I’ve always enjoyed sweeping epics that chronicle the lives of a character or a family through generations, set against the backdrop of historical events. If you like those, too, these two book series check all the boxes. Think of them as the literary equivalent of binge-watching a dramatic TV series.

Archer’s seven-book series begins in 1920 with “Only Time Will Tell,” where we meet Harry Clifton, a working-class English boy who is told his father died in the Great War. Of course, as family sagas go, the tale of who Harry’s father really is reveals itself much later on. There’s lots of properly drawn-out suspense over the course of seven books that take the reader through WWII, Harry’s move to the United States and the Cold War era. We’re introduced to Harry’s love interest and eventually his children, who anchor the later books as Archer shifts the focus to the next generation.

Follett’s “Century Trilogy” is similar in the sense that the three books span years, taking the reader through the 20th century and all its landmark historic events. The difference is that Follett’s trilogy masterfully follows the fates and fortunes of five international families — American, German, Russian, English and Welsh — of different social standing through the decades, and skillfully weaving their storylines through the generations. The scope is remarkable, and if you’re a history lover who enjoys reading about how momentous events can change people’s lives at the most basic of levels, these books take on an almost oral history-type of feel; as if a good friend is taking you on a tour through their very action-filled family history.

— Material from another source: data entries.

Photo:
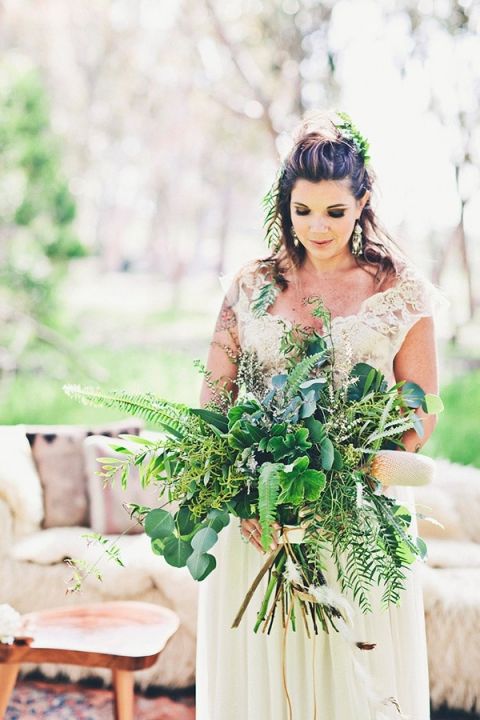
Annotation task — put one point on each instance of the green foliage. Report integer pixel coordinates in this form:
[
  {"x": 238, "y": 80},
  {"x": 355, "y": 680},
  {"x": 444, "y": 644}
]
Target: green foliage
[
  {"x": 268, "y": 489},
  {"x": 37, "y": 207},
  {"x": 171, "y": 417},
  {"x": 272, "y": 222},
  {"x": 351, "y": 132}
]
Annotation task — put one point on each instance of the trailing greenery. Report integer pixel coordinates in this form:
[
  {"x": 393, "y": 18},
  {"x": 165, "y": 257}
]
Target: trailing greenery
[{"x": 298, "y": 454}]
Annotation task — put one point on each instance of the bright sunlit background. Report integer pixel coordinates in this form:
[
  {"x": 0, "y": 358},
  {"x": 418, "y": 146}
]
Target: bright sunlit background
[{"x": 137, "y": 139}]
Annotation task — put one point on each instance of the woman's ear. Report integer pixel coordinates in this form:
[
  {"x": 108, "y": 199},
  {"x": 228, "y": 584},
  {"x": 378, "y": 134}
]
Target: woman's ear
[{"x": 363, "y": 200}]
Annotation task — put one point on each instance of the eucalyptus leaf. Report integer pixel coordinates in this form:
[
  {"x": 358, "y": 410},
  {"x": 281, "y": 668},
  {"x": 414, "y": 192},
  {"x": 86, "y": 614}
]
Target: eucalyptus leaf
[
  {"x": 214, "y": 419},
  {"x": 204, "y": 539},
  {"x": 432, "y": 404},
  {"x": 315, "y": 429},
  {"x": 218, "y": 519},
  {"x": 185, "y": 521},
  {"x": 200, "y": 565},
  {"x": 177, "y": 551},
  {"x": 422, "y": 547},
  {"x": 157, "y": 546},
  {"x": 327, "y": 453},
  {"x": 412, "y": 394},
  {"x": 159, "y": 524}
]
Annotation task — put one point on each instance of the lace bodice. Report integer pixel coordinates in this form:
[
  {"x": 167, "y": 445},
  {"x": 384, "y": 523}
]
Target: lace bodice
[{"x": 373, "y": 335}]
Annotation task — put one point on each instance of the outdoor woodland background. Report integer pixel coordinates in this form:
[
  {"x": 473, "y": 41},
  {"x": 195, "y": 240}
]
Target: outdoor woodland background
[{"x": 137, "y": 139}]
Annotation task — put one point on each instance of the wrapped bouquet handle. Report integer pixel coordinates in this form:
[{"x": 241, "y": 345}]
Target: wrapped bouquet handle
[{"x": 396, "y": 467}]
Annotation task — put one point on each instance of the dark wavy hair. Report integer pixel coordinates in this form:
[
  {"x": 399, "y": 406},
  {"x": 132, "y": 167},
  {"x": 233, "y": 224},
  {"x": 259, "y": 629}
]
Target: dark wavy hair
[{"x": 321, "y": 152}]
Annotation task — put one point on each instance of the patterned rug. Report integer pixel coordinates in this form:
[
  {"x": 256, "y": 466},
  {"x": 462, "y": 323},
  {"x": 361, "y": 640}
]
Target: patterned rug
[{"x": 38, "y": 699}]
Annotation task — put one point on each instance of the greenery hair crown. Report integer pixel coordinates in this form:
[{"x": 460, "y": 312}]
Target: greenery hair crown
[{"x": 272, "y": 222}]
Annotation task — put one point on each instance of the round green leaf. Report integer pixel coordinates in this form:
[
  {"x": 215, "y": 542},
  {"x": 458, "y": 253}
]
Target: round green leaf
[
  {"x": 176, "y": 552},
  {"x": 327, "y": 453},
  {"x": 201, "y": 565},
  {"x": 159, "y": 524},
  {"x": 204, "y": 539},
  {"x": 185, "y": 521},
  {"x": 412, "y": 394},
  {"x": 218, "y": 519},
  {"x": 422, "y": 547},
  {"x": 158, "y": 546},
  {"x": 432, "y": 404}
]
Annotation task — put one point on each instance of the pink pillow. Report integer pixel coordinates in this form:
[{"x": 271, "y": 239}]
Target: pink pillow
[
  {"x": 57, "y": 451},
  {"x": 108, "y": 514}
]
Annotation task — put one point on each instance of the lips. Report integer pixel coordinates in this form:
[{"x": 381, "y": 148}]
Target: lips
[{"x": 321, "y": 242}]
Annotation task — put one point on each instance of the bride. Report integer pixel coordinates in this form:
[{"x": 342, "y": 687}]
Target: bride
[{"x": 329, "y": 244}]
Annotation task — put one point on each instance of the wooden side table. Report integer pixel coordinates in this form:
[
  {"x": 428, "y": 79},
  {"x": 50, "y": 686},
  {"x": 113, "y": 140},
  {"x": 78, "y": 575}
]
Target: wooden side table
[{"x": 123, "y": 636}]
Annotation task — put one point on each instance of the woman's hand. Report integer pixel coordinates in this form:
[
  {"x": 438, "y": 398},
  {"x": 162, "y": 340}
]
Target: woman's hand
[{"x": 251, "y": 530}]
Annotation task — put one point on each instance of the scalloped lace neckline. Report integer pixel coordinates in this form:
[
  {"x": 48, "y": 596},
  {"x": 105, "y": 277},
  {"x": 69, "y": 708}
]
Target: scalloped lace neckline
[{"x": 361, "y": 310}]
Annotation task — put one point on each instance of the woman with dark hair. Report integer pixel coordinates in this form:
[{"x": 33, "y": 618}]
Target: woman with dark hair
[{"x": 328, "y": 244}]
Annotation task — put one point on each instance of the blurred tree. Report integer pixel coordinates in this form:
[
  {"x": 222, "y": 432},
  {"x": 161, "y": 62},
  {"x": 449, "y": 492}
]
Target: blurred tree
[
  {"x": 36, "y": 215},
  {"x": 450, "y": 28}
]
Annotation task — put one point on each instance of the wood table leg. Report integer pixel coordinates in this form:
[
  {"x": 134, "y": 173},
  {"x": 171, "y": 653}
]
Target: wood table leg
[
  {"x": 123, "y": 694},
  {"x": 8, "y": 678}
]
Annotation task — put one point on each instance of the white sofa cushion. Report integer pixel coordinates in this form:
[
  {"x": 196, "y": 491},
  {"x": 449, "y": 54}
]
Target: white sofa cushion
[{"x": 19, "y": 481}]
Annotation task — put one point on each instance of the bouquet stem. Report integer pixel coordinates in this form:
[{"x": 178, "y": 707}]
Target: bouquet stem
[{"x": 264, "y": 569}]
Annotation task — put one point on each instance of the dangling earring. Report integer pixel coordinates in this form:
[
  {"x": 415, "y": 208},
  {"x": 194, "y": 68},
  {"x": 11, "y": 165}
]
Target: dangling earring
[
  {"x": 357, "y": 245},
  {"x": 296, "y": 241}
]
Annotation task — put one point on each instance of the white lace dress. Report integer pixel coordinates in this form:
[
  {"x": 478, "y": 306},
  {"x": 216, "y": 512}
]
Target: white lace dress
[{"x": 239, "y": 673}]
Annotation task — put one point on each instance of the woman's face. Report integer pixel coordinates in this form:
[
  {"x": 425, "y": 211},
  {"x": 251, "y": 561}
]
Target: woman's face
[{"x": 323, "y": 215}]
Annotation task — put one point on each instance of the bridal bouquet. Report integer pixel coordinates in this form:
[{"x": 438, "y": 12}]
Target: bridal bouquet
[{"x": 307, "y": 453}]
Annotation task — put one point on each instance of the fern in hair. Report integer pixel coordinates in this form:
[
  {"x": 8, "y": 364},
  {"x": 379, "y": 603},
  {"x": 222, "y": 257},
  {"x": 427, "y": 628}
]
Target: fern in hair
[{"x": 272, "y": 222}]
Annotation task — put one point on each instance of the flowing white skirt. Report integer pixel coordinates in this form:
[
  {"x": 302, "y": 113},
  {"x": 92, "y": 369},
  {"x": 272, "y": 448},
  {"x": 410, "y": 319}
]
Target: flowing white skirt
[{"x": 239, "y": 673}]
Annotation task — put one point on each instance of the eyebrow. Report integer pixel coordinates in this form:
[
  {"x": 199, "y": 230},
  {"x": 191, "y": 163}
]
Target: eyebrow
[{"x": 330, "y": 207}]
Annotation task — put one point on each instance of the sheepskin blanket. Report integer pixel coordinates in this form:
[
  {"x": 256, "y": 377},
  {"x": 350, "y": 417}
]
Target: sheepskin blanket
[{"x": 35, "y": 577}]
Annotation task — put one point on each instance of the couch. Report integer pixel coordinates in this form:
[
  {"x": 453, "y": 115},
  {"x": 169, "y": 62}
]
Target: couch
[
  {"x": 451, "y": 584},
  {"x": 50, "y": 497},
  {"x": 55, "y": 467}
]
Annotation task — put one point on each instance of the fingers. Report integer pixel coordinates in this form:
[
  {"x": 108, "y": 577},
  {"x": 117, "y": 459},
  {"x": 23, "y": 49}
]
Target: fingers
[{"x": 252, "y": 532}]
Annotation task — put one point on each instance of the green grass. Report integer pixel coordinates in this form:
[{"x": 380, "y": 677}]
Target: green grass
[
  {"x": 457, "y": 434},
  {"x": 36, "y": 397}
]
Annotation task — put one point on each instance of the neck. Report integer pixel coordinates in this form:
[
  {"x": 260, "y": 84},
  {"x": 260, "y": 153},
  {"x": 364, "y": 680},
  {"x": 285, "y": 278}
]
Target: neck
[{"x": 329, "y": 267}]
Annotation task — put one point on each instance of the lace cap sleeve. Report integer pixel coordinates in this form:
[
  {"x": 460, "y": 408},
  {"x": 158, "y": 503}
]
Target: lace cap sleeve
[
  {"x": 241, "y": 287},
  {"x": 414, "y": 296}
]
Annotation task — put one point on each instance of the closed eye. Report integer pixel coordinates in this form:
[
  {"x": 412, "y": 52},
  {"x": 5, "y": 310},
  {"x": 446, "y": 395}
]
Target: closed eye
[{"x": 332, "y": 213}]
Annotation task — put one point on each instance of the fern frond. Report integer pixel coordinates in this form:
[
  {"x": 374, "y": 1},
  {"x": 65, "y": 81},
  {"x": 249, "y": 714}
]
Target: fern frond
[
  {"x": 302, "y": 372},
  {"x": 172, "y": 417},
  {"x": 272, "y": 222},
  {"x": 268, "y": 489}
]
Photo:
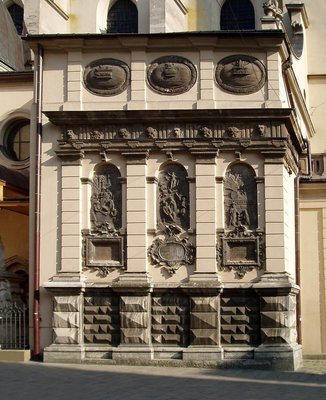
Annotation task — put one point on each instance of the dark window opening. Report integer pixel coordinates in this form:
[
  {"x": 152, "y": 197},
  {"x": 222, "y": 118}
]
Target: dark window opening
[
  {"x": 123, "y": 17},
  {"x": 17, "y": 15},
  {"x": 17, "y": 140},
  {"x": 237, "y": 15}
]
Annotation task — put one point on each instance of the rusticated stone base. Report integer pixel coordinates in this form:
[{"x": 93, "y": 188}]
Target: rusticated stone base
[{"x": 191, "y": 325}]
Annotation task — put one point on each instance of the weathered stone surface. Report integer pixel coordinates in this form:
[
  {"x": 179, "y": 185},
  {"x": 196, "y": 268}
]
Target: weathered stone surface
[
  {"x": 278, "y": 320},
  {"x": 240, "y": 320},
  {"x": 170, "y": 320},
  {"x": 134, "y": 319},
  {"x": 66, "y": 303},
  {"x": 66, "y": 336}
]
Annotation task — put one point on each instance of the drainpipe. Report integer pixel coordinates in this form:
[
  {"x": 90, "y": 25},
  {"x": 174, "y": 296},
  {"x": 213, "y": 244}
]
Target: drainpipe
[
  {"x": 37, "y": 203},
  {"x": 307, "y": 176}
]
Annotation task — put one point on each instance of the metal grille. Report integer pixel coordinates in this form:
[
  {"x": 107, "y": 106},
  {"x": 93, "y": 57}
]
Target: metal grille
[
  {"x": 13, "y": 327},
  {"x": 237, "y": 15},
  {"x": 123, "y": 17}
]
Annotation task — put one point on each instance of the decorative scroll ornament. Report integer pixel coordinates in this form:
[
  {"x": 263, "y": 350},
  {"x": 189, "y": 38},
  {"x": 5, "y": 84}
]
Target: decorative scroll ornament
[
  {"x": 172, "y": 251},
  {"x": 240, "y": 74},
  {"x": 106, "y": 77},
  {"x": 171, "y": 75}
]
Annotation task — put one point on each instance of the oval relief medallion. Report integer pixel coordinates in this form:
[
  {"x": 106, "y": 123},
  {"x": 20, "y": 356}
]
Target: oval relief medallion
[
  {"x": 240, "y": 74},
  {"x": 171, "y": 75},
  {"x": 106, "y": 77}
]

— Moira Macdonald, books/movies critic

Cormoran Strike series by Robert Galbraith

It’s an unpopular opinion, I know, to state that I wish J.K. Rowling had spent less time on “Harry Potter” and more time writing detective novels — but I’ll say it anyway: This four-book series written by Rowling under the pseudonym Robert Galbraith, is better than Hogwarts any day. As the series progresses, we’ve learned more about its two central figures, London detective Cormoran Strike and his associate Robin Ellacott: their pasts, their secrets, their sometimes-prickly friendship, their attraction that they, for the most part, don’t discuss. And along the way we’ve solved some mysteries and reveled in Rowling/Galbraith’s knack for character detail, atmosphere and friendship.